DEAR MEXICAN: I heard you on NPR describing the various ways that Mexican-food images are used to scare white people about the brown hordes from the South coming up here to steal their stuff and take away their ketchup. You used the phrase “greaser” as an example of a culinary-related insult. But I thought “greaser” originated as an occupational term for Mexican helpers on 19th-century cattle drives who were supposed to keep the wagon wheels greased so they wouldn't jam, not anything related to tacos or deep-fried rellenos or even hair oil. What's the real story?
Gabacho Academic
DEAR GABACHO: Greaser, for the younger readers out there, was the illegal of its day, an epithet used by gabachos through the 19th century and beyond to degrade Mexicans as inhuman and, well, greasy. It's nowadays also seen as a food-related epithet, even if it wasn't originally the case. But, híjole, gabacho academics sure love folk etymologies! Your theory is almost as bad as the one that says the word gringo came from 19th-century American soldiers singing “Green Grow the Lilacs” while invading Mexico, and Mexicans mishearing it—didn't J. Frank Dobie invent that one? Greaser was already established as a favored American slur against Mexicans by the time cattle drives became a thing, so to say the term came from wagon wheels is as laughable as Latinos for Trump. But don't take it from me: no less a genius than Américo Paredes, in his paper “On Gringo, Greaser and Other Neighborly Names,” dismissed this theory—popularized in American letters by legendary raconteur H.L. Mencken in his supplements to the magisterial The American Language—as “probably never taken seriously by anyone.” BOOM.
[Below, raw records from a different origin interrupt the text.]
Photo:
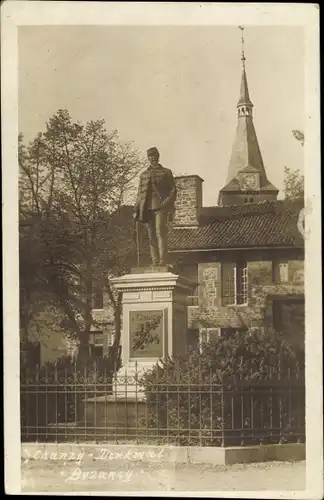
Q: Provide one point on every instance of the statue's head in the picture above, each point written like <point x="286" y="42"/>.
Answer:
<point x="153" y="155"/>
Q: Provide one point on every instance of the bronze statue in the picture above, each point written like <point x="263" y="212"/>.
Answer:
<point x="155" y="205"/>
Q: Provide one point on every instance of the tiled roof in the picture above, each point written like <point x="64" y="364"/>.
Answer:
<point x="264" y="224"/>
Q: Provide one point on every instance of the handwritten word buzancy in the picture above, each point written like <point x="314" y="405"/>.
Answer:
<point x="82" y="475"/>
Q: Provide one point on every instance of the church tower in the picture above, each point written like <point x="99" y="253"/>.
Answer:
<point x="247" y="180"/>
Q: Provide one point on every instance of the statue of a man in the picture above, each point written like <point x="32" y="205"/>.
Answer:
<point x="155" y="205"/>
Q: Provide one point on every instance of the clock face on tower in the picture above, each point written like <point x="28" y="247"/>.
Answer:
<point x="249" y="181"/>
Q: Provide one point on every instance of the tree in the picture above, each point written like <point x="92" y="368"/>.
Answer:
<point x="74" y="177"/>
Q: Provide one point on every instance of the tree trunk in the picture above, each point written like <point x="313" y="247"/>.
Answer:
<point x="118" y="327"/>
<point x="84" y="349"/>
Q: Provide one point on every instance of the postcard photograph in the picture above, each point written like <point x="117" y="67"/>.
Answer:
<point x="165" y="301"/>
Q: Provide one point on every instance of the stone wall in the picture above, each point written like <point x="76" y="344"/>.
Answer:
<point x="262" y="291"/>
<point x="189" y="200"/>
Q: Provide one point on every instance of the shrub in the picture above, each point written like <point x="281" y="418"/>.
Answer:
<point x="233" y="388"/>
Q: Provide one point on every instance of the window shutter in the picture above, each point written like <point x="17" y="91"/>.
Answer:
<point x="228" y="283"/>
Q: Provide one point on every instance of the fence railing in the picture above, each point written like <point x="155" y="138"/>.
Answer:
<point x="69" y="405"/>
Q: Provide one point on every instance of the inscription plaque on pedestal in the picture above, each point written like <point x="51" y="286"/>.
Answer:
<point x="146" y="334"/>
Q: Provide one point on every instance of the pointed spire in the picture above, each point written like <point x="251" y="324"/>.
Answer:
<point x="246" y="158"/>
<point x="244" y="91"/>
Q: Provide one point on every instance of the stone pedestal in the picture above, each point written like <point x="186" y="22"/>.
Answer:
<point x="154" y="321"/>
<point x="154" y="326"/>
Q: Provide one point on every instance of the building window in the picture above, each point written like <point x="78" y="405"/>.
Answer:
<point x="97" y="302"/>
<point x="110" y="338"/>
<point x="230" y="332"/>
<point x="190" y="271"/>
<point x="280" y="272"/>
<point x="207" y="335"/>
<point x="234" y="283"/>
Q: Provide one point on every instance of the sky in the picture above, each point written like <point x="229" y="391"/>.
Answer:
<point x="173" y="87"/>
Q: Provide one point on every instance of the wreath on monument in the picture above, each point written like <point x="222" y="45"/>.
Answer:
<point x="145" y="336"/>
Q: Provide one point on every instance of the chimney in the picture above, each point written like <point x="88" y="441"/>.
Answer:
<point x="189" y="200"/>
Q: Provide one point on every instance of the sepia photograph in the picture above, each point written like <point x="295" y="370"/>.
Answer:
<point x="164" y="320"/>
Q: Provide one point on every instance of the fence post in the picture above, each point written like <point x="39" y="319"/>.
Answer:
<point x="223" y="412"/>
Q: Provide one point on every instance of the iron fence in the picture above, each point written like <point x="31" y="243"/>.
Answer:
<point x="92" y="405"/>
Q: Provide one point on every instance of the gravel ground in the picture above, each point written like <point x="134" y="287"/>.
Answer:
<point x="52" y="477"/>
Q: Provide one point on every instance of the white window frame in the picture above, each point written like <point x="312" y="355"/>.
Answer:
<point x="244" y="288"/>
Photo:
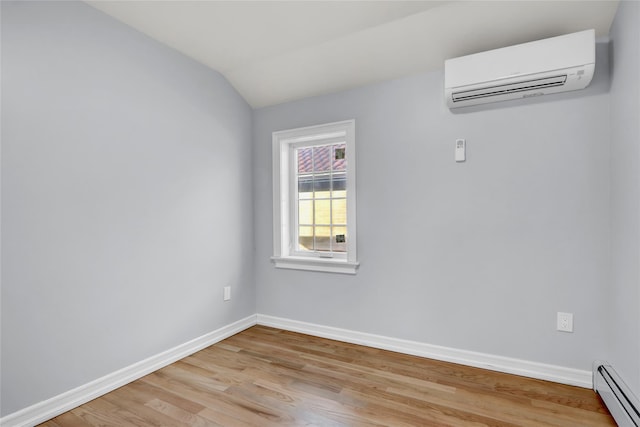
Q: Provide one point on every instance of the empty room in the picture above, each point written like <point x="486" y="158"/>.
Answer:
<point x="320" y="213"/>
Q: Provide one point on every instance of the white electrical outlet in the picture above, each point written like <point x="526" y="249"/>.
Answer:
<point x="565" y="322"/>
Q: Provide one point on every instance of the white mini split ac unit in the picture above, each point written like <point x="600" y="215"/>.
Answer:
<point x="557" y="64"/>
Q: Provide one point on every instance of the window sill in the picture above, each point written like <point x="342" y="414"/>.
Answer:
<point x="316" y="264"/>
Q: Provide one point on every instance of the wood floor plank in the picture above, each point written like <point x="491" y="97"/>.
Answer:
<point x="268" y="377"/>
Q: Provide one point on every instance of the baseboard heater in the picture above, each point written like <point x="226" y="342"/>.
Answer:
<point x="619" y="399"/>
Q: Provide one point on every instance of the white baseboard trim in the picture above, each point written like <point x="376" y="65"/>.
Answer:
<point x="492" y="362"/>
<point x="61" y="403"/>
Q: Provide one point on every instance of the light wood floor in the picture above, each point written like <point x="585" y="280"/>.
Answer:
<point x="269" y="377"/>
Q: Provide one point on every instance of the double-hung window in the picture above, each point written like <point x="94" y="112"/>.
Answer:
<point x="314" y="197"/>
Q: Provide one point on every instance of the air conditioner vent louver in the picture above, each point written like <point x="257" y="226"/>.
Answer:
<point x="525" y="85"/>
<point x="558" y="64"/>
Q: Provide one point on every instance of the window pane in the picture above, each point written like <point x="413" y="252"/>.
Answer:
<point x="322" y="182"/>
<point x="323" y="239"/>
<point x="305" y="212"/>
<point x="339" y="157"/>
<point x="305" y="187"/>
<point x="305" y="238"/>
<point x="305" y="161"/>
<point x="339" y="239"/>
<point x="339" y="181"/>
<point x="323" y="212"/>
<point x="339" y="211"/>
<point x="322" y="158"/>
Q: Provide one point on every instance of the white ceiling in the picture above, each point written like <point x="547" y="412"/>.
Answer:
<point x="278" y="51"/>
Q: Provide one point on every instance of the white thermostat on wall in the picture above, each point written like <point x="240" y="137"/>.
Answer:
<point x="461" y="146"/>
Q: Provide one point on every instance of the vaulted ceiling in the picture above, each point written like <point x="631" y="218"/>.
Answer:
<point x="278" y="51"/>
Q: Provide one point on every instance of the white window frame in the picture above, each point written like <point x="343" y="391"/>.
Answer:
<point x="285" y="207"/>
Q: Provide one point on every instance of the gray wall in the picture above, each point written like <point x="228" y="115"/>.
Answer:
<point x="625" y="194"/>
<point x="477" y="256"/>
<point x="126" y="199"/>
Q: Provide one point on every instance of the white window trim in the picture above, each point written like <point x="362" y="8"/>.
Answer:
<point x="283" y="210"/>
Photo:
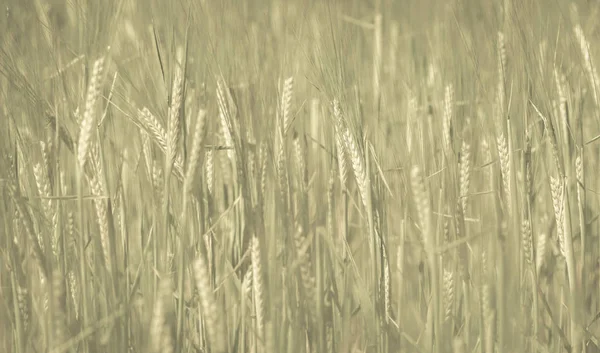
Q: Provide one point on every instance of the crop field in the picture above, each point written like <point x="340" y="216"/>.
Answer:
<point x="299" y="176"/>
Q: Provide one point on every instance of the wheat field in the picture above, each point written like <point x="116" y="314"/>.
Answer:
<point x="299" y="176"/>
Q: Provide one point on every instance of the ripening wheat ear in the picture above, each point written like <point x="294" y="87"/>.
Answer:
<point x="59" y="310"/>
<point x="258" y="287"/>
<point x="504" y="167"/>
<point x="465" y="175"/>
<point x="89" y="115"/>
<point x="423" y="207"/>
<point x="556" y="189"/>
<point x="196" y="150"/>
<point x="501" y="48"/>
<point x="355" y="154"/>
<point x="286" y="102"/>
<point x="447" y="119"/>
<point x="339" y="144"/>
<point x="173" y="126"/>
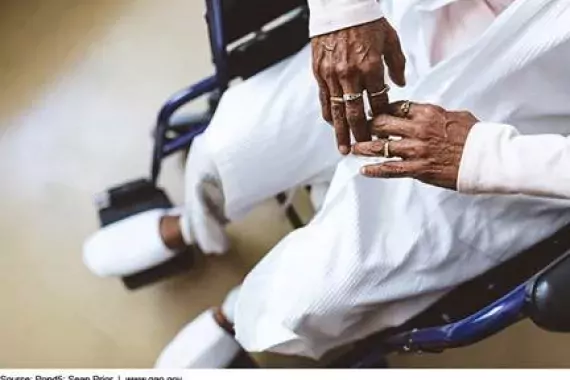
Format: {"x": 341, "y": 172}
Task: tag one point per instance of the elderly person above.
{"x": 379, "y": 251}
{"x": 382, "y": 250}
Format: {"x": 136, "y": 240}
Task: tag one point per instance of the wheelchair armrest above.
{"x": 548, "y": 297}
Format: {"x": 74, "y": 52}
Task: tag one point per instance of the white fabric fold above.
{"x": 330, "y": 15}
{"x": 498, "y": 159}
{"x": 381, "y": 251}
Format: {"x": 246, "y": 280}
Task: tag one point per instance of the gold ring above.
{"x": 405, "y": 108}
{"x": 381, "y": 92}
{"x": 351, "y": 97}
{"x": 327, "y": 47}
{"x": 387, "y": 149}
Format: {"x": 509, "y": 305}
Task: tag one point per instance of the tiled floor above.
{"x": 80, "y": 83}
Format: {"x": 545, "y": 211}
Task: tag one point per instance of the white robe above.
{"x": 381, "y": 251}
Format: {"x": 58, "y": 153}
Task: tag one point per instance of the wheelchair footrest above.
{"x": 132, "y": 198}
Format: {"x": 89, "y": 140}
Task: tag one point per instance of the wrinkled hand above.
{"x": 431, "y": 144}
{"x": 350, "y": 61}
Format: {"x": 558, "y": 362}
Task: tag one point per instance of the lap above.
{"x": 378, "y": 253}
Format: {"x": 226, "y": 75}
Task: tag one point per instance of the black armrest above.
{"x": 549, "y": 297}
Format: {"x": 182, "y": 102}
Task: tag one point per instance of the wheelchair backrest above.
{"x": 242, "y": 17}
{"x": 247, "y": 36}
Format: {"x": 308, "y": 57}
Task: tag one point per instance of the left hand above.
{"x": 431, "y": 144}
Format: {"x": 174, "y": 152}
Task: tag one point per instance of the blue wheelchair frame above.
{"x": 515, "y": 302}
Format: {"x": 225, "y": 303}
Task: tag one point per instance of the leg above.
{"x": 256, "y": 146}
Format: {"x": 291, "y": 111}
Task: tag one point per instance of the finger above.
{"x": 397, "y": 109}
{"x": 354, "y": 109}
{"x": 387, "y": 125}
{"x": 374, "y": 83}
{"x": 405, "y": 148}
{"x": 395, "y": 59}
{"x": 319, "y": 72}
{"x": 325, "y": 99}
{"x": 392, "y": 169}
{"x": 338, "y": 116}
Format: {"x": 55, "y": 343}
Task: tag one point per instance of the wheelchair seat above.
{"x": 537, "y": 279}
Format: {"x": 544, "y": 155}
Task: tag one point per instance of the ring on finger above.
{"x": 381, "y": 92}
{"x": 405, "y": 108}
{"x": 351, "y": 97}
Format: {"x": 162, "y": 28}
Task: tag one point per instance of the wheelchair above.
{"x": 247, "y": 36}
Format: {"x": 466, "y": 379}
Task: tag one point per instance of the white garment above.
{"x": 256, "y": 146}
{"x": 381, "y": 251}
{"x": 330, "y": 15}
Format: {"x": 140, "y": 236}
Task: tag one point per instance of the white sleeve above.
{"x": 329, "y": 15}
{"x": 498, "y": 159}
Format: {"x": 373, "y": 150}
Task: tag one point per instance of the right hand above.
{"x": 349, "y": 61}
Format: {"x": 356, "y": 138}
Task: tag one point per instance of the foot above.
{"x": 206, "y": 342}
{"x": 203, "y": 343}
{"x": 133, "y": 244}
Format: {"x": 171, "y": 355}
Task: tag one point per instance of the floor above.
{"x": 81, "y": 83}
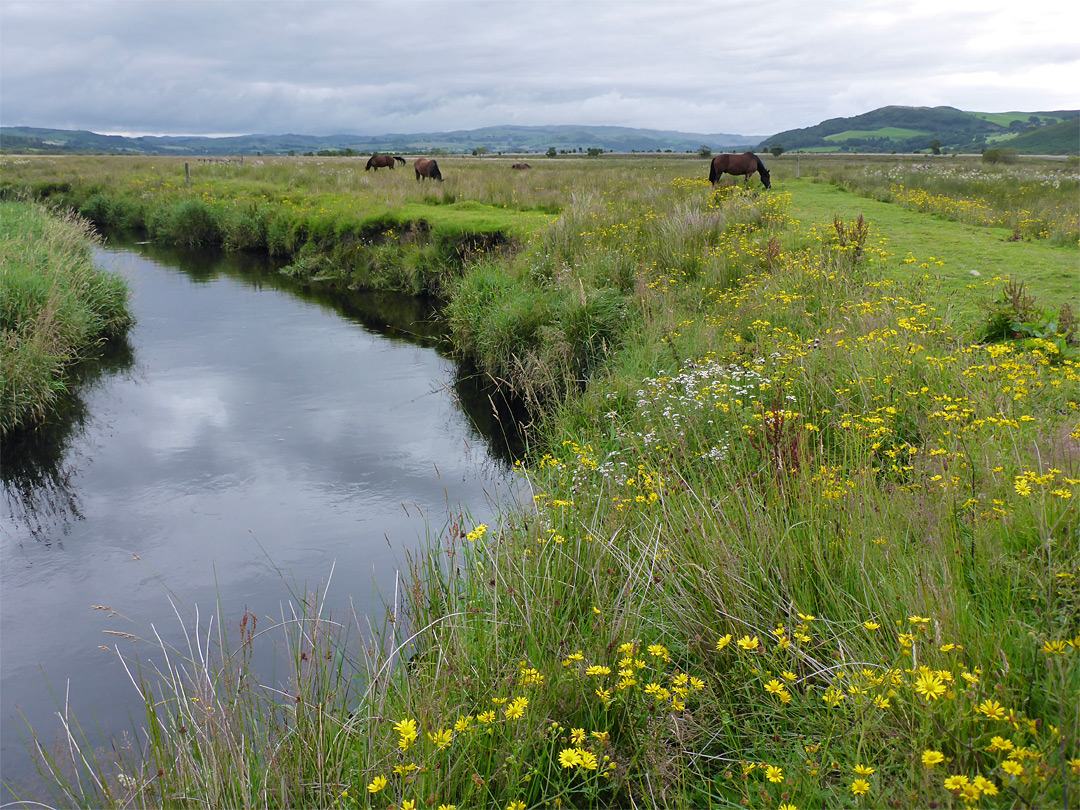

Paredes, in the same paper, explained greaser's popularity to insult Mexicans as “the fact that people of darker complexions have oilier skins than do the Nordics”—a result of diet, not work. He had no idea about its origins but noted an 1853 definition said greaser was how Texans referred to bedraggled rancheros who wore “economical apparel . . . shining from grease and long usage.” He also said the earliest known mention of greaser in its anti-Mexican use dated to 1846, which is two years earlier than the Oxford English Dictionary's earliest citation. Well, the Mexican is humbled to advance Paredes' and the OED's good work by announcing the discovery of an even earlier reference: in the Telegraph and Texas Register of Houston, Texas. On April 20, 1842, a letter from Mexico City by a nameless prisoner held captive for participating in the Texan Santa Fe Expedition (a failed invasion by the Republic of Texas against New Mexico) mentioned that “foreigners” in the metropolis used greaser to describe “a ragged fellow, or one with his breeches split up at the side”—again with the sartorial hint! Interestingly, the anonymous American didn't mean Americans or Texans when referring to “foreigners,” but rather another nationality—the Brits, perhaps?
So where did greaser come from? The Mexican's theory: It's an English speaker's mispronunciation of grosero, which technically means “rude” but sounds like “gross”—a false cognate if ever there was one. We at least know that the earliest use of the term referred to clothing, so perhaps gabachos picked it up from Mexican elites ridiculing poor Mexis. Silly folk etymology, Gabacho Academic? Perhaps. But still better than yours.